Yo no sé, no. Con Pedro nos acostumbramos a que en otoño, más que en primavera o que en el mismo verano, irnos cada vez que podíamos hacia la Vía Honda, a recorrer ese caminito del terraplén, no tenía precio. El sendero era como un reptil sin comienzo ni final, un camino viboreante con curvas, con bajadas y subidas que para la bici eran todo un desafío. Entre el primer puente, Avellaneda y Rivas, hasta el último, Avellaneda y Uriburu, todo se podía ver en su recorrido. Desde quintas, vacas, caseríos humildes, barrios con chalecitos, una o dos lagunas, fábricas, canchas.

Otro de los desafíos era una carrera a pata o en bici por cada lado de la vía. Podía ser mano a mano o en equipos y si había llovido, mejor, porque la tierra húmeda y colorada es resbaladiza.

Sin quererlo, nos estábamos entrenando, entre otras cosas, para el fútbol, porque los tobillos se hacían fuertes y flexibles. Y cuando al tiempo nos tocó jugar en canchas embarradas, ya teníamos cierta práctica. Un partido en una cancha de barrio Triángulo, en una jugada al 11 había que jugársela finito entre un charco y la línea lateral, y así fue como Pedro se la puso como en un billar, con un raro efecto que parecía que tomaba una curva hacia afuera pero seguía adentro hacia y hacia adelante. El 11 la tomó justito frenando y la colocó en el primer palo.

Con el tiempo, en la militancia secundaria, era otro el sendero, con otras curvas. Ahí nos dimos cuenta que era más resbaladizo, que el desafío era más importante y que para el enemigo principal de nuestro proyecto nacional y popular, desde los más grandes a los más chiquitos éramos sus potencial enemigo. Sin duda íbamos recorriendo un camino de aplanar la curva de la desigualdad o por lo menos incorporando a muchos más sectores en esa larga lucha, en ese largo sendero, en esa larga marcha, dirían Mao y el General. Al poco tiempo se nos vino todo abajo, borrándonos del paisaje de esa patria que queríamos, la que vivíamos jugando en el sendero de Vía Honda, quintas, fábricas, vacas, escuelas, barrios para trabajadores, electricidad nueva, aljibes, lagunitas nuevas, algunas producto de la lluvia, otras del hombre, para regar. Esos cuatro puentes, desde Rivas hasta Uriburu, eran como la patria misma y de pronto, desde el 76, ese sendero empezó a desaparecer. Y no era que desaparecía porque ya éramos grandecitos, sino porque la misma dictadura se había encargado de hacer más difícil el estudiar, el andar en bicicleta. Pronto cerraría la principal fábrica. Y donde antes había quintas, empezó a haber yuyos, y donde había vacas, pavimento con un camino que era fundamentalmente para camiones, no para personas. Habían aplanado la curva a su favor. Para un país agroexportador, con poca gente, con pocos caminos y curvas festivas, alegres.
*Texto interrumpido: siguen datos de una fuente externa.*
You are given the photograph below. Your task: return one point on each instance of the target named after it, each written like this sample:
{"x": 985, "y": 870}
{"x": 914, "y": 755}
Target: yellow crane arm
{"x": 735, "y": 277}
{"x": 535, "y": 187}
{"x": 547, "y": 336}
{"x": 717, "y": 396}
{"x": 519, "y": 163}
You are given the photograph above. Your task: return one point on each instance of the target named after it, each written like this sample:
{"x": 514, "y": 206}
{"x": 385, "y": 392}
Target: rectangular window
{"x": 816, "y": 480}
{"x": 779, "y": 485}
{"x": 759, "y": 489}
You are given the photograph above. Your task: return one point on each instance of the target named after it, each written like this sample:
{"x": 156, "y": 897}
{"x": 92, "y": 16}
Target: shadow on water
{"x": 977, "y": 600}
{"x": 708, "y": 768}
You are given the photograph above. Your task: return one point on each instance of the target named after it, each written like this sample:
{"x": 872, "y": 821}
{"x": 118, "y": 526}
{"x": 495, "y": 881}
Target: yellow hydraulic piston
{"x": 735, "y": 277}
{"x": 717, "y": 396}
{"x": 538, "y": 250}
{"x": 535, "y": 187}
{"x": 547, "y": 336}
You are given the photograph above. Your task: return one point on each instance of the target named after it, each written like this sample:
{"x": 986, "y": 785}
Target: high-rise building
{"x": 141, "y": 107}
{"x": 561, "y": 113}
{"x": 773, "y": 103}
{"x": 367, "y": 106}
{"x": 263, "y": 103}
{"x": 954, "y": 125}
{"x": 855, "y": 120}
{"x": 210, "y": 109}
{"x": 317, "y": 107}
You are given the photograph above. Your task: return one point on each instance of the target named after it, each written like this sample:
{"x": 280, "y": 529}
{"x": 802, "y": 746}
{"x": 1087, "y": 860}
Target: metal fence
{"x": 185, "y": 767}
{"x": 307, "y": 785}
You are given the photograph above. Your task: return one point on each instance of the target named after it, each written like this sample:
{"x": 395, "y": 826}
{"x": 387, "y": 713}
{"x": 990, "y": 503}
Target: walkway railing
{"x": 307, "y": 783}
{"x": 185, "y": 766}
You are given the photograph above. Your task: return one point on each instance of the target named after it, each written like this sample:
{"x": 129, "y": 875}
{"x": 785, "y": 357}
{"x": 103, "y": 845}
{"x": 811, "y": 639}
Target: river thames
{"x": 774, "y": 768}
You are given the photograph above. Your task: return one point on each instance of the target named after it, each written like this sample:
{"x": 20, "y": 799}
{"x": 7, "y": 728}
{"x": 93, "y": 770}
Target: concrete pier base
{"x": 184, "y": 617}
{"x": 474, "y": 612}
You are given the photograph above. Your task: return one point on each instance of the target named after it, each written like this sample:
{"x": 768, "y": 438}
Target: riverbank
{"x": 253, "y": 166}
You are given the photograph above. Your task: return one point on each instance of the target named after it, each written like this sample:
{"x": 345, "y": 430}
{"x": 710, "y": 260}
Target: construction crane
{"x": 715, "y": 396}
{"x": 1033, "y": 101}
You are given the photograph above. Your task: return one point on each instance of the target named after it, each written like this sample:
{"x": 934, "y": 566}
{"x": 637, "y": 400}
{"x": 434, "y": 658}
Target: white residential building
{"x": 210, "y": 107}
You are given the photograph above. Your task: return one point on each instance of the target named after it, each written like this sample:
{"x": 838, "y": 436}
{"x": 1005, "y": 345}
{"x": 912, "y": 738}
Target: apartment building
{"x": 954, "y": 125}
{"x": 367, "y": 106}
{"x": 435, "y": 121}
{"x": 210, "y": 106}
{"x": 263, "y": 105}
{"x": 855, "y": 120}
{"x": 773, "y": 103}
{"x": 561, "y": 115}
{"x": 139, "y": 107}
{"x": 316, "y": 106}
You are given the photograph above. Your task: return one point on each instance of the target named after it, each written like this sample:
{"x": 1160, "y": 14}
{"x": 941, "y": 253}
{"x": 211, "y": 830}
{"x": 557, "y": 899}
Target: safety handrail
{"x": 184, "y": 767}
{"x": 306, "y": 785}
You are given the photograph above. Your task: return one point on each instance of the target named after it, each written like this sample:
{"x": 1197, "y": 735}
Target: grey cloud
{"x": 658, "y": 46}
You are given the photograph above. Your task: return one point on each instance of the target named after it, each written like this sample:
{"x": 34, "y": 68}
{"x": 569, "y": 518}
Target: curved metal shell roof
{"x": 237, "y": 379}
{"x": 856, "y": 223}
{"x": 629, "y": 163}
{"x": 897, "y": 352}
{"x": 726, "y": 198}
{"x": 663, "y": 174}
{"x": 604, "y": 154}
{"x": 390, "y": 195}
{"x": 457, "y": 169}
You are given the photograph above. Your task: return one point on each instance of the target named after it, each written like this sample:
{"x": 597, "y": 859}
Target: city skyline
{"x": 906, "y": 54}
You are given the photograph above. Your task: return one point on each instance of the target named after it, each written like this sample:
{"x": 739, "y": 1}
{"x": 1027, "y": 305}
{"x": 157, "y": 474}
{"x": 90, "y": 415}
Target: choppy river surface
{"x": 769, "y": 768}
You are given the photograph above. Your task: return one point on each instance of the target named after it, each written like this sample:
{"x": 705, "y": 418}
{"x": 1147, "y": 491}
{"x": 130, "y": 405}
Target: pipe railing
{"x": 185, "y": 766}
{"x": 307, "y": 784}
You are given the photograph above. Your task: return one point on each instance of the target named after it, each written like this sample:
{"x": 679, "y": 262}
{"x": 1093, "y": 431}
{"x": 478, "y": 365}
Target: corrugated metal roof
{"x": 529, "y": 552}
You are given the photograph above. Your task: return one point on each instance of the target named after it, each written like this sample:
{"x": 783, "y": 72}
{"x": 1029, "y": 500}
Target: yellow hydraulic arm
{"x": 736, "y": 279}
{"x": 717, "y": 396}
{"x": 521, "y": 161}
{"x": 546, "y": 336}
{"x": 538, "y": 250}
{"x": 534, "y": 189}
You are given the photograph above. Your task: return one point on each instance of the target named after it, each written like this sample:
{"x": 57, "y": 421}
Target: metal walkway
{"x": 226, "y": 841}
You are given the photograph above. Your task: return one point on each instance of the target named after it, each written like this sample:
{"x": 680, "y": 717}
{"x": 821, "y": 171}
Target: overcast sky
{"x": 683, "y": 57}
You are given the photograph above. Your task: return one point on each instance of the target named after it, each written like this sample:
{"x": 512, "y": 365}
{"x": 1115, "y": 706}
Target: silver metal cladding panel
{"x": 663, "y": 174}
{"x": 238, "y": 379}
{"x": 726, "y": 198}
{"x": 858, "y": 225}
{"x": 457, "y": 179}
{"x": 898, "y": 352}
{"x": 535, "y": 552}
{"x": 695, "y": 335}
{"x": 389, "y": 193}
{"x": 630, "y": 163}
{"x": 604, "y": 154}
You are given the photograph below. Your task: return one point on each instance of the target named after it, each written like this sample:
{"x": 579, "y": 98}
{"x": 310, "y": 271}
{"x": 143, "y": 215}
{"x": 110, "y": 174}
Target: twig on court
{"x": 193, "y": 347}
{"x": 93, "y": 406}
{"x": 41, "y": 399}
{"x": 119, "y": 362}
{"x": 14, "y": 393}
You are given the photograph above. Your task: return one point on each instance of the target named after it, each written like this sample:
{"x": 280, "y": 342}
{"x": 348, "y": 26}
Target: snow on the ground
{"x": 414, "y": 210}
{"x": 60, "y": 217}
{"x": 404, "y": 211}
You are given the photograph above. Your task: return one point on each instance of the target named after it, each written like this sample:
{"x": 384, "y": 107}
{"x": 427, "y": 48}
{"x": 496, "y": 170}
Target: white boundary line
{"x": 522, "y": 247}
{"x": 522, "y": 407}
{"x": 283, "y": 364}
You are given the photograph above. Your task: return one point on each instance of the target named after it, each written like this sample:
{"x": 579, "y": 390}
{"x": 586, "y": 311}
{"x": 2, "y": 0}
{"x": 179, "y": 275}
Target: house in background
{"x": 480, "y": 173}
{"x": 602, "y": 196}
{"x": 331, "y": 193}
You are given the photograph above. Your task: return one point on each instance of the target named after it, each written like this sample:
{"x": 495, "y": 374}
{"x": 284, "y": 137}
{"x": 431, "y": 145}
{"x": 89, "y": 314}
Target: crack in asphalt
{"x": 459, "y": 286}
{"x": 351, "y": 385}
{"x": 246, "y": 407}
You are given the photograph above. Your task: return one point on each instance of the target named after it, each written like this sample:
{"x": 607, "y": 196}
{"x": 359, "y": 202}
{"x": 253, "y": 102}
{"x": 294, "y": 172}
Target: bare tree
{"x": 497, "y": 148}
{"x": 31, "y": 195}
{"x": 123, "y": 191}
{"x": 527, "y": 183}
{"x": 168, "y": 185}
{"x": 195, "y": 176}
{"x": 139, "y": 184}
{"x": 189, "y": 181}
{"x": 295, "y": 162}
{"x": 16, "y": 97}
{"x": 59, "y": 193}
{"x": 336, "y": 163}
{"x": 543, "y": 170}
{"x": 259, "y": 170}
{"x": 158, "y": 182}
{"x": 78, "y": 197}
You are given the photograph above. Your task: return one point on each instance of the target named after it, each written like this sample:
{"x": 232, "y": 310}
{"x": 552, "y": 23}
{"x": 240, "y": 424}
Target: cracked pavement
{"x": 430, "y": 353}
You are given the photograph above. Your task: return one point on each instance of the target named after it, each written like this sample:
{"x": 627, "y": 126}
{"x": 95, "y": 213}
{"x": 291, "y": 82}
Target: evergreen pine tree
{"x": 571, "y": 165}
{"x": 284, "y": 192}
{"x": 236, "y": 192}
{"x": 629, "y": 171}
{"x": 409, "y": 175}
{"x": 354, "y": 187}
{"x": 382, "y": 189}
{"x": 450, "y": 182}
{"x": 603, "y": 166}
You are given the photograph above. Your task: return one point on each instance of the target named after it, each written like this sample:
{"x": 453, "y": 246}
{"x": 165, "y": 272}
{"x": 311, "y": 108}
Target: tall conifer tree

Ahora tenemos la gran oportunidad, me dice Pedro, si aplanamos desde nuestra trinchera, que es cada casa, la curva fulera de este bicho, cuando salgamos tenemos que ir creando nuevos senderos, con nuevas curvas y nuevos desafíos. Sabemos que el enemigo principal es el de siempre. La experiencia la tenemos los más grandes, y si le sumamos el entusiasmo de los pibes, que tal vez salgan fortalecidos de esta, iremos por un camino seguro o por lo menos con los tobillos del alma fortalecidos y flexibles para no desbarrancar en la primera curva, después de algún temporal. Esto me lo dice mirando por la ventana un caminito que ya no está, que es el de la esquina que producto de la cuarentena y del poco andar de los vecinos a la panadería, está cubierto de yuyos. Era un caminito con una curva que cuando llovía era todo un desafío, pero Pedro la sigue mirando y dice: Cuando volvamos, todas las curvas van a ser dominadas por nosotros. O pelearemos en ese intento.